One of the most frequent questions I get asked when working with my clients out there in the real world is, “So what about my organization? How would I change it to be able to use cloud services?”
Being an old consultant (in more ways than one), I have been around for a while and seen many things over and over again. Based on this experience, there is only one valid answer to the client’s question:
There simply isn’t a single answer to the question.
Why should you change your organization?
I think it’s more about the services that should be delivered and the way of working—the processes, in other words. In general, ask yourself if you have a common way of working based on principles and rules or if you have common language and service definitions using the language of the business you will serve. This is a very good way to start finding areas for improvement.
A well-known and excellent starting point is to define your service strategy. It will help you investigate and understand your business needs. Develop the service portfolio and service catalog in a full lifecycle management context and last but not least, define the process map and the transformation plan—the activities to make it happen.

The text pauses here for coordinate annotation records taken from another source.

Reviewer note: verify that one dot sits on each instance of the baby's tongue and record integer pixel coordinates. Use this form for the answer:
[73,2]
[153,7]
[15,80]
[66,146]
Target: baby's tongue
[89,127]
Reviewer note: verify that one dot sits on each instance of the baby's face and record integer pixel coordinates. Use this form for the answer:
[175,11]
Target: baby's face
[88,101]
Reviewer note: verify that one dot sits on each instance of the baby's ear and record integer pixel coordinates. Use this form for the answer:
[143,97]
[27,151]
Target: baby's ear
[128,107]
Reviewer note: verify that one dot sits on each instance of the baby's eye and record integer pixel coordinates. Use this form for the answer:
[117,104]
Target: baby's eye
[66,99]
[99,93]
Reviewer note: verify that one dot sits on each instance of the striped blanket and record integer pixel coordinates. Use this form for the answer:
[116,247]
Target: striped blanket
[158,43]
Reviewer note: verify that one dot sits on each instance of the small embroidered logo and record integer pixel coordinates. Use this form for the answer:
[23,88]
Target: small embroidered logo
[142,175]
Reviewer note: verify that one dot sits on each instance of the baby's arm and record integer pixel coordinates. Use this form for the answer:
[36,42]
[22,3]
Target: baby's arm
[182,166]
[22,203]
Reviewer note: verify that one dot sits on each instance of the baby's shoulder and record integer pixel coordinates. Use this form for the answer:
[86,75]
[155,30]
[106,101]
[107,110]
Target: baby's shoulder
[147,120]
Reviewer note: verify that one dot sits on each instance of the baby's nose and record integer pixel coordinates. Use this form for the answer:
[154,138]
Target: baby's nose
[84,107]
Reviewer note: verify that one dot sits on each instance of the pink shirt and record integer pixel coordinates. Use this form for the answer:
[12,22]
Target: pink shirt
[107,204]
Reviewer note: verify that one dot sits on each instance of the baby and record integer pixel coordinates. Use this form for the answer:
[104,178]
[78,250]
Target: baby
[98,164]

It takes time to develop the processes in reality and it must be done in a practical way.
Establish the ownership and measurements, then follow up to ensure you will improve.
Have you seen it before? Disappointed? I hope not! The big change and the big chance is to make it happen in reality, not just on paper! Too many organizations have spent their time and resources on process projects not delivering a high enough value.
The processes must be defined together with the people working in reality and the services described in a language the consumers understand. And there is one more extremely important detail: don’t expect it to be perfect from start! Establish a culture and way of working based on improvement cycles and measurements. Follow up and reward the right behavior.
Yes, I know this can sound very general but I have done it many, many times together with different organizations and I know it works. This is about people and communication, and you want to be able to deliver cloud-based services to your business. The service catalog, processes and people are the key to success. Making it happen is about change and transformation, not so much technology.
Of course, we need solid tools support for our service catalog and ITIL processes, but that is another story.